A l'époque, Ansar al-Din s'était engagé à trouver "une solution constructive négociée à la crise du Mali avec l'ensemble des forces nationales qui représentent les autorités intérimaires au Mali, et avec tous les autres groupes armés maliens".

"Ansar al-Din maintient son ancienne approche et son soutien absolu aux groupes djihadistes dans leur guerre contre le MNLA", ont expliqué Edoum Ag el-Weli et al-Hasan Ag Mohamed el-Khair, tous deux militants du MNLA à Gao, à Magharebia.

Le leader d'Ansar al-Din Iyad Ag Ghaly avait délégué le 24 novembre un envoyé dans le camp du MNLA à Leyra, non loin de la frontière mauritanienne. "Ansar al-Din invite tous les combattants du MNLA à déposer les armes et à rejoindre ses rangs ; sinon, ils seront combattus et le groupe établira son contrôle sur l'Azaouad", avait annoncé cet émissaire.

"Mais le MNLA a catégoriquement rejeté la demande d'Iyad Ag Ghaly, qu'il considère comme une alliance explicite avec les groupes terroristes qui luttent contre son mouvement", a affirmé Ag Mohamed el-Khair. "Les combattants du MNLA ont fait part de leur détermination à lutter contre tous les terroristes", a-t-il ajouté.

Peu après avoir dépêché son émissaire, Ansar al-Din a déployé des forces armées composées de membres d'al-Qaida au Maghreb islamique (AQMI) et du Mouvement pour l'unité et le djihad en Afrique de l'Ouest (MUJAO), dans le but de contraindre les éléments du MNLA à Leyra à les rejoindre, a souligné Ag el-Weli.
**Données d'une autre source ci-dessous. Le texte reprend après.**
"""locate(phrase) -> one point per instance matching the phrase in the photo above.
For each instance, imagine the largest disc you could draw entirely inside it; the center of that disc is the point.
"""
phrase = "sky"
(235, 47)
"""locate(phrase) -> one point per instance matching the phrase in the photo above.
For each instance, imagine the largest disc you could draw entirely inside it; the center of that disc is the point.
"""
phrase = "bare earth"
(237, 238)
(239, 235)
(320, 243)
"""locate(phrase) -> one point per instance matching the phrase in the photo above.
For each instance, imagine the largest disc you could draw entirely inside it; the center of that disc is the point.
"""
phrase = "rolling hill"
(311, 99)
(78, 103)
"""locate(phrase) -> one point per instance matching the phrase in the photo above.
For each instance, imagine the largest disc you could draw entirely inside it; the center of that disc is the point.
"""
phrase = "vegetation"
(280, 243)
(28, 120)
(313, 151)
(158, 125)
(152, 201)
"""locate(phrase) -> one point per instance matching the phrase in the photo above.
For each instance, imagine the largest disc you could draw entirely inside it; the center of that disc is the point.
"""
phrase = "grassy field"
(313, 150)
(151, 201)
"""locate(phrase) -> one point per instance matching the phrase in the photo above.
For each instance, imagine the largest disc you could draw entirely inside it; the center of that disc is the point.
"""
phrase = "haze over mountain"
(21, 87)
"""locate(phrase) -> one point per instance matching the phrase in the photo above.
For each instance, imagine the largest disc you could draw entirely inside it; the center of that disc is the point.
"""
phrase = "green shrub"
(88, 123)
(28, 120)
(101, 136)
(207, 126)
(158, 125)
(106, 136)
Ansar al-Din a pris le contrôle de Leyra le soir même, après des négociations avec le MNLA, a précisé l'AFP.

"La position d'Ansar al-Din en faveur des groupes terroristes est apparue très clairement lorsque nous avons réussi à vaincre le MUJAO la semaine dernière", a expliqué Attay Ag Mohamed, responsable de la communication du MNLA. "Ils veulent maintenant soutenir ces groupes pour venger leurs morts", a-t-il ajouté. "Cette position contredit totalement ce que le groupe avait annoncé en début de mois à propos de la rupture de ses liens avec les terroristes."

L'analyste touareg Abdul Hamid al-Ansari attribue ce double jeu d'Ansar al-Din à la nature des négociations. "Le MNLA cherche à rétablir ses forces sur le terrain pour devenir une partie effective dans les entretiens avec la CEDEAO. Pour sa part, Ansar al-Din craint que cela n'affecte ses positions dans les négociations en cours, dans la mesure où la CEDEAO le considère comme la force dominante", a-t-il expliqué.

"Plus important encore, chacun des groupes cherche à assurer sa domination sur la gestion des affaires de l'Azaouad au cas où la communauté internationale viendrait à s'apercevoir que la solution finale exige d'accorder à l'Azaouad son autonomie ou un régime fédéral", a-t-il ajouté.